Gerry Ethridge Gomez (10 October 1919 – 6 August 1996) was a cricketer who played 29 Test matches for the West Indies cricket team between 1939 and 1954, scoring 1,243 runs and taking 58 wickets. He captained in one match for the West Indies when England toured in 1947/8.

Gomez was born in Port of Spain, Trinidad.  During his career at the domestic level, he was an all-rounder of good standard, playing 126 matches and scoring runs at a batting average of nearly 45, in addition to taking 200 wickets at an average just above 25 with his medium pace.
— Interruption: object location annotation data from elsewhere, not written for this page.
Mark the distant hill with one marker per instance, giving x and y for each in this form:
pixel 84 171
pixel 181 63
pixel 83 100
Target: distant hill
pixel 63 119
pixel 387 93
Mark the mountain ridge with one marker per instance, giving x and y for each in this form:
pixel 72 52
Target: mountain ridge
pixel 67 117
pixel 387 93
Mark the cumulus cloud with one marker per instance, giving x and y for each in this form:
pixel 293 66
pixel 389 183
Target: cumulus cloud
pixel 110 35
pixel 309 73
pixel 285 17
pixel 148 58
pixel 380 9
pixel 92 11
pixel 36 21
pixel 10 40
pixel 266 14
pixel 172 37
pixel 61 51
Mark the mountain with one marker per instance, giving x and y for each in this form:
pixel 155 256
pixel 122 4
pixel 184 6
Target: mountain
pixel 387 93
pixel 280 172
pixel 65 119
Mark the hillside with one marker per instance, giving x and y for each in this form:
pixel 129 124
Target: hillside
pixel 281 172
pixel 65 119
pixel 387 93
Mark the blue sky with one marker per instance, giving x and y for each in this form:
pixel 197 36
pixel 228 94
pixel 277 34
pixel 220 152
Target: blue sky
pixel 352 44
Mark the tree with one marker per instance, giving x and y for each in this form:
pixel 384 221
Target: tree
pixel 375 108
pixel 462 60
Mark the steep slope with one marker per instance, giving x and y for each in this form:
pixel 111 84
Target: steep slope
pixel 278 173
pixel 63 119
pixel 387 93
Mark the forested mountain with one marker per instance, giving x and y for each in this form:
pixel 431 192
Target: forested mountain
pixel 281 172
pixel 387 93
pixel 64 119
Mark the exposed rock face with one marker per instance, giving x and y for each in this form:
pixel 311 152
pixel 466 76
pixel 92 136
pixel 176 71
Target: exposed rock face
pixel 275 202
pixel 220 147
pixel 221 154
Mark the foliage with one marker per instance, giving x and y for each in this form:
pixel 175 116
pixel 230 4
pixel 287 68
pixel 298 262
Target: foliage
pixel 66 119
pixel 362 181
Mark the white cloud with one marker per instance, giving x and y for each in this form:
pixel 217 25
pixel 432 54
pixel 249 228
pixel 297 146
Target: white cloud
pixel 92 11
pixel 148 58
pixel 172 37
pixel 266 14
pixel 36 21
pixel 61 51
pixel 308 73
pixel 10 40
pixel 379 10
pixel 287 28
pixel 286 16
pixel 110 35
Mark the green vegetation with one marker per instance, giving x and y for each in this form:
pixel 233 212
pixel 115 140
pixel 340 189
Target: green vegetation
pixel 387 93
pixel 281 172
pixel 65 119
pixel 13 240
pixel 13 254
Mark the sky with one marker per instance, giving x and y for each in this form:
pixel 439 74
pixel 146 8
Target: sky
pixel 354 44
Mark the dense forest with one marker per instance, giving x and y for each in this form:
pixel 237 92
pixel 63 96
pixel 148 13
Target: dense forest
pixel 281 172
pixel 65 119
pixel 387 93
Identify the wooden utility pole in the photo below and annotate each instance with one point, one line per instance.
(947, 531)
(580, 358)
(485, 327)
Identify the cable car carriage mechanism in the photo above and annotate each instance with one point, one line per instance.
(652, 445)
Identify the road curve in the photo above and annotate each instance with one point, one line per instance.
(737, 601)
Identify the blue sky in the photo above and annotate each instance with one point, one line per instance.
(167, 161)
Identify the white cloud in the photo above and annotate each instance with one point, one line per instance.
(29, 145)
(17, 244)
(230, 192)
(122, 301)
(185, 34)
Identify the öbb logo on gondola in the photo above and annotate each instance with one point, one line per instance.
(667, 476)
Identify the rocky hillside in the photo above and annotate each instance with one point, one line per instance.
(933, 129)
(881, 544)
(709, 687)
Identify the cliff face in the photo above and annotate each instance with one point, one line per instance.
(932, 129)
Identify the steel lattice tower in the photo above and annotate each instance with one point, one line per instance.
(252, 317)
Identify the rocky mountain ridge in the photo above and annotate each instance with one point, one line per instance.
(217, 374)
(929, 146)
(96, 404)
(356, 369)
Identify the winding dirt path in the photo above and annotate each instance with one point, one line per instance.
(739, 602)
He remained involved with cricket, as manager and administrator, and also served as an umpire in the Test match between West Indies and Australia in Georgetown, Guyana, in April 1965, when the appointed umpire, Cecil Kippins, pulled out on the day before the match.  Kippins was ordered to withdraw by the British Guiana umpires' association, as Barbadian umpire Cortez Jordan was appointed as the second umpire, the first time a West Indian umpire had stood in a Test match outside his home territory. This was the first first-class match that Gomez umpired, and his only Test as an umpire.

Gomez also played football for Trinidad, and both his father and his son played first-class cricket.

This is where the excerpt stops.